Label-specific usage and field semantics are documented in ml_labels_guide.md.

Walk-forward evaluation

WalkForwardSplitter produces ordered train/test folds for time-series model evaluation. The splitter supports purge and embargo settings to reduce leakage at fold boundaries.

Example:

from tradedesk.ml import WalkForwardConfig, WalkForwardSplitter

splitter = WalkForwardSplitter(
    WalkForwardConfig(train_window=200_000, test_window=50_000, embargo=15, purge=15)
)

Use walk_forward_evaluate(...) when you want a metrics table across those folds.

End-to-end example

from tradedesk.ml import (
    FeatureBuilder,
    FeatureConfig,
    LabelConfig,
    WalkForwardConfig,
    WalkForwardSplitter,
    forward_return_labels,
    walk_forward_evaluate,
)
from tradedesk.ml.model import DirectionClassifier, DirectionClassifierConfig

builder = FeatureBuilder(config=FeatureConfig())
X = builder.transform(bars)

y_raw = forward_return_labels(bars, LabelConfig(horizon=15)).reindex(X.index)
valid = y_raw.notna()
X = X.loc[valid]
y = (y_raw.loc[valid] > 0).astype(int)
y.index = X.index

splitter = WalkForwardSplitter(
    WalkForwardConfig(train_window=200_000, test_window=50_000, embargo=15, purge=15)
)

def make_model() -> DirectionClassifier:
    return DirectionClassifier(DirectionClassifierConfig(n_estimators=200, n_jobs=4))

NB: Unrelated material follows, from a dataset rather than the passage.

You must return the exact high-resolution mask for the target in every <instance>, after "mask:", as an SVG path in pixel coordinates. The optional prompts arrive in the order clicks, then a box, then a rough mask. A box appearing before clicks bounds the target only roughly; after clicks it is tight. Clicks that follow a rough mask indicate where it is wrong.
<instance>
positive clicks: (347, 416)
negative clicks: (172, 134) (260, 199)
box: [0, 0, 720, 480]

metrics = walk_forward_evaluate(X, y, splitter, make_model)
print(metrics[["fold", "accuracy", "auc", "sharpe", "trade_count"]])

Strategy integration

MLDirectionStrategy is the runtime bridge between a trained probability model and the normal tradedesk event loop. It maintains a rolling history buffer, builds features from incoming candles, converts model probabilities into signals, and emits the same strategy events used elsewhere in the framework.

Use it when you want ML inference to live inside a standard BaseStrategy workflow rather than in a separate orchestration layer.